Early on, Duke leadership created a board-level metric to track if AI technologies were providing tangible benefits once used in practice. The visibility into the technology’s performance from senior members of the clinical, operational, and technical teams has created a shared understanding of the technology that has allowed the organization to find opportunities to use innovative technology.

Practical Advice for Healthcare AI Leaders: Lessons from Duke

Suresh and Eric offered direct guidance, grounded in experience, for health system leaders trying to build an AI strategy today.

They recommended that an organization’s AI strategy must be directionally aligned with its overall business strategy. Duke has aligned some of its focus areas like revenue cycle automation, burnout reduction, and nursing care model redesign, with AI.

The innovators at DIHI have also prioritized working side-by-side with clinicians and technology leaders to think about what technologies they should introduce to solve organizational problems, try them out, and scale them where appropriate.

Both Suresh and Eric were adamant about the value of shorter planning horizons: traditional one-to-three-year technology strategies simply don't work for AI, given how rapidly the landscape is shifting. Health systems need to operate on a much shorter planning cycle — thinking in terms of months rather than years — while maintaining a longer-term directional vision.

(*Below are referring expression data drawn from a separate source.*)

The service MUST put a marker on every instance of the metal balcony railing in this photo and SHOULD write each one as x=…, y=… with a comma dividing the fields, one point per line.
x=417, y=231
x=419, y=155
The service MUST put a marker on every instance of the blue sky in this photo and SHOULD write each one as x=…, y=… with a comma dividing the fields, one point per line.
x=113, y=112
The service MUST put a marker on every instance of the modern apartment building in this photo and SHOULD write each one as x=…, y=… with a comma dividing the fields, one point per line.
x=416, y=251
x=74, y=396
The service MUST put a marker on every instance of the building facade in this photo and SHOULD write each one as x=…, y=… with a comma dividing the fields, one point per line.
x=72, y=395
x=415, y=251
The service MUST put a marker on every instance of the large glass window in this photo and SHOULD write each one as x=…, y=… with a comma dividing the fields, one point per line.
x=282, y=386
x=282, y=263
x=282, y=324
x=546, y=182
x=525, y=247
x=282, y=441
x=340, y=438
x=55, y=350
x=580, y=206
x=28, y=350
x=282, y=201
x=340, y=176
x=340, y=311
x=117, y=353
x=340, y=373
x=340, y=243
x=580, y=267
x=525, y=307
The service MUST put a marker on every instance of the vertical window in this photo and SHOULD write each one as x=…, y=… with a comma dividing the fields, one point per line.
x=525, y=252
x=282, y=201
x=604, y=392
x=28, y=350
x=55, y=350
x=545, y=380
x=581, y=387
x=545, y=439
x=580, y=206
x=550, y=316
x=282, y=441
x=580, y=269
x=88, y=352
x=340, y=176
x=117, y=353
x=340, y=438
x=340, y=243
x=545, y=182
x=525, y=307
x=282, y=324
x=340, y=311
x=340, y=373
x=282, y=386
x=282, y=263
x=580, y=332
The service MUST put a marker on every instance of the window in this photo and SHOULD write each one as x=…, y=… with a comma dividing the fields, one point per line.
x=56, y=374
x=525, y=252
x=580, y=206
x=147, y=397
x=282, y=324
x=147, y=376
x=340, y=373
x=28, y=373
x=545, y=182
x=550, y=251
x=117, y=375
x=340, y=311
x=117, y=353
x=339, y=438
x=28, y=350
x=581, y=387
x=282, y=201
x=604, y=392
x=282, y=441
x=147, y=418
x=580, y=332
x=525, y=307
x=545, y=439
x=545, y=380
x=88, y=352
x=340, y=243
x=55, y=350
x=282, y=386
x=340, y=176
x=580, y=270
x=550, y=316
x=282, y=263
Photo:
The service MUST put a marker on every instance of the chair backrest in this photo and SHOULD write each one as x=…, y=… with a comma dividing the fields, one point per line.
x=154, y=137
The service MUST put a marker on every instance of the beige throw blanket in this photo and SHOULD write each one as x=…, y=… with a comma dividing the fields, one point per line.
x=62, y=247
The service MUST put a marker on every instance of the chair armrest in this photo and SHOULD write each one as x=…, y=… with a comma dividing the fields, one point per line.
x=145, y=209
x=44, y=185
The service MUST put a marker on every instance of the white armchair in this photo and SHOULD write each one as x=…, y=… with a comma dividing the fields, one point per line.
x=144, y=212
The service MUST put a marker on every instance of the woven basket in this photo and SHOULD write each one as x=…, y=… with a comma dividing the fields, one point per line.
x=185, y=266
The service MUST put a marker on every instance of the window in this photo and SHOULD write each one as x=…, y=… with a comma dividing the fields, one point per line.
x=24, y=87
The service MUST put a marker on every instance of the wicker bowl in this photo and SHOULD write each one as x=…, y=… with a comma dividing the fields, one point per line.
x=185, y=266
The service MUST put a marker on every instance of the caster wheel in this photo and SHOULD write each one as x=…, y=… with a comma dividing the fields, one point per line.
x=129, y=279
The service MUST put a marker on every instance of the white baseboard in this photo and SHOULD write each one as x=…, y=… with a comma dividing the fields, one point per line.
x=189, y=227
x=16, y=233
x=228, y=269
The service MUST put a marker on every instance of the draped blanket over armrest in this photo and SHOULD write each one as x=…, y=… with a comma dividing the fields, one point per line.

They also advocated for health systems to establish a structured process for surfacing and prioritizing pain points, such as a formal mechanism for identifying where innovation can make the most meaningful difference, informed directly by the clinicians and operational staff living those problems every day.

Scaling AI Innovation: DIHI’s Build-Buy-Partner Approach

Looking ahead, Duke is pursuing several paths to remain on the leading edge of healthcare AI and ensure that what it learns reaches the broader industry.

The Health AI Partnership (HAIP). DIHI co-created HAIP in 2022 as a multi-stakeholder collaborative to help healthcare organizations, particularly those in rural and community settings, adopt AI safely, effectively, and equitably. Through HAIP, the team has developed a key decision-point guide for health systems implementing AI, a community-informed framework to mitigate the impact of AI on health inequities (HEAAL), and an AI vendor disclosure framework.

A "build, buy, partner" strategy. Duke is formalizing a framework to guide decisions about when to build proprietary tools, when to purchase from the market, and when to partner externally.

Commercial partnerships are a key path to scaling innovation through external commercialization. Duke has already partnered with Artisight, Tres, Abridge, Microsoft, RedCell Partners, and Vega Health to bring its innovations to market.

Suresh and Eric emphasized the importance of partnerships to help them stay on top of the rapid pace of change in AI and quickly develop new tools. They also emphasized the need to cultivate the right partnerships with companies that align with the long-term vision of Duke and its values, rather than contracting point solutions to solve siloed problems.

Finding the right partners will allow Duke to be agile and rapidly iterate if AI fails. Because it can be hard to tell whether a piece of AI will really work, Duke has created a process to quickly test new tools through  low-cost proof of concepts.

DIHI also ensures it has organizational buy-in and adequate resources before scaling the technology to successfully integrate AI.

As the healthcare industry moves deeper into the AI era, the organizations that will lead are those that invest not just in the technology, but in the infrastructure — human, organizational, and analytical — needed to integrate it responsibly and sustainably. I'm grateful to work alongside innovators like Suresh and Eric who are not only building that future at Duke but sharing what they learn with the broader field.

Thank you to HIMSS for the opportunity to moderate this conversation, and to Suresh and Eric for their generosity, candor, and leadership — on stage and off.